Recent studies indicate that intra-articular administration of hyaluronic acid, which has the pharmaceutical name Supratz®, can be used as a promising treatment for osteoarthritis (Curran, 2010). These studies indicate that hyaluronic acid may have “analgesic, anti-inflammatory, and antioxidant effects” (Curran, 2010). Furthermore, the study concludes that hyaluronic acid has a chondroprotective effect of inhibiting cartilage degradation in addition to fostering the healing and repair of diseased cartilage (Curran, 2010).
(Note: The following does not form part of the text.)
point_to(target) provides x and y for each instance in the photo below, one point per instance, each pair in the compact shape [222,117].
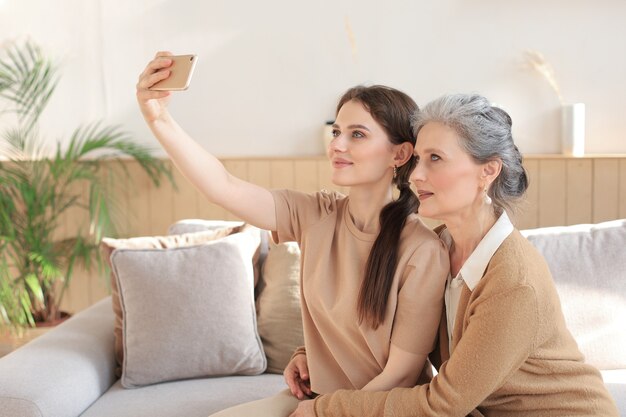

Treatment of osteoarthritis is case dependent, varying on the severity of the disease in the patient and how much of an effect the disease has on their ability to live comfortably. Surgery, such as knee or hip replacement, is the most invasive treatment and is reserved as the last approach for relieving osteoathritic symptoms (Creamer, 1997). Because of its prevalence in our society, research to understand and treat osteoarthritis has been increasing. New insights include the exploration of non-pharmacological treatments for osteoarthritis through alternative medicine, such as the use of ginger compresses for pain management and for anti-inflammation and analgesic effects (Therkleston, 2010). As a protective measure, physicians now encourage their middle-aged patients who show early signs of the disease to exercise regularly, eat a balanced diet, and to supplement it with calcium and vitamin D in order to increase bone density and delay the effects of this life-altering condition.


Creamer, P. & Hochberg, Marc C. (1997). Osteoarthritis. The Lancet. 350(9076), p. 503.

Curran, M. P. (2010) ADIS International Limited. Drugs aging. Hyaluronic Acid (Supratz®): A Review. 27(11).

Mayo Clinic. (2011) Diseases and Conditions: Osteoarthritis. Retrieved on Oct 18,  2011

from: http://www.mayoclinic.com/health/osteoarthritis/DS00019.

Therkleson, T. (2010) Ginger compress therapy for adults with osteoarthritis. Journal of Advanced Nursing.osteoarthritis 66(10), 2225-2233.

Urbano, Frank L. (2001) Review of Clinical Signs: Hospital Notes. Heberden’s Nodes. p29- 38.